There are a few mountains in Australia that have poetic names like this. Mount Disappointment conjures the strongest feeling for me. When the two explorers got to the top of the mountain, they had their own expectations: to see a clear view of Port Philip Bay. But they couldn't see it for the trees. It's like not being able to see the forest for the trees. They couldn't see the big picture.
In a wider historical context, I think Australia has a really awkward relationship with its own history and in particular with its Indigenous history. When I was growing up in Canberra in the 1980s, we didn't learn about any Indigenous culture at all. The only things I remember from the primary school curriculum were basket weaving and boomerangs. We didn't learn about the first wars that Indigenous people fought, and their continued fight for their right to ownership of the land and to maintain their culture. In a way, mainstream policy makers are not seeing the forest because of the trees, not seeing the big picture, which is: how important our history is to us in Australia.
The other metaphor of that story is how we look back at home from a distance. I've been living in Berlin for the last two and a half years. It's interesting to look back at what's happening in Australia from the distance that my new location allows.
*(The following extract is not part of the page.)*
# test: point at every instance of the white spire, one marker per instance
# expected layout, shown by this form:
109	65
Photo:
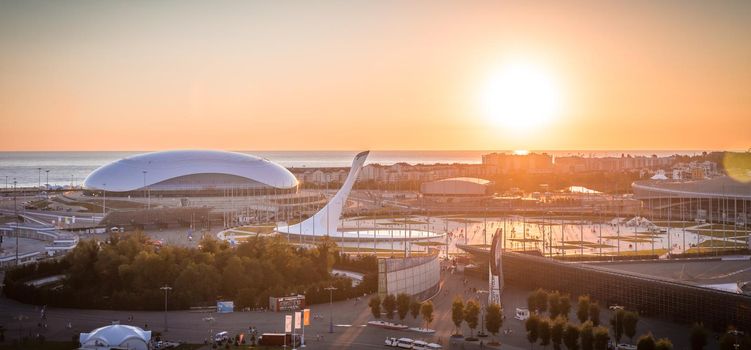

I don't want that to sound like I'm looking back at Australia with a sense of disappointment, I'm absolutely not. That's just a poetic entry point that allows people to imagine that space. We all have a complex relationship with our sense of home.
The principal materials of your artwork will be carpet and rocks. How did you come to work with these materials and what is their significance for you?
I'm interested in using common materials that we find around us. We all know what carpet is and what it's made of, how it feels and what its qualities are. But when you transpose it in a different direction, for example on the wall, and you put a material on it that you usually find outside, they ignite something in each other that's not normally present. Appropriating domestic and common materials in an unusual way gives the viewer an entry point into the work. Once I have them in there, I can show them something new. That's what I really hope for.
I also remember as a child, drawing on carpet. Not drawing directly, but just moving the fibres. If someone vacuumed or you were playing on the carpet, you leave marks. I don't know if other people will remember that or not, but I think it's common for people to be able to touch a carpet and draw. That's an interesting quality.
The View from Mount Disappointment will be your most ambitious work to date, both in its physical size and in terms of the research that will go into it. Why is it important for this artwork to be large scale?
In my newest work Irrstern, the rocks are arranged in a kind of constellation on a carpet. With these mundane materials, I want to repeat this sense of a constellation in The View from Mount Disappointment, and make it something that we have to look up to, forming this sense of an expanse, something that is much bigger than us.
I’ve been thinking a lot about the constellation and what it can mean: we live our lives under these stars in different patterns. But also, we live our political life under these stars too because we have a constellation on our national flag. They can have very different meanings.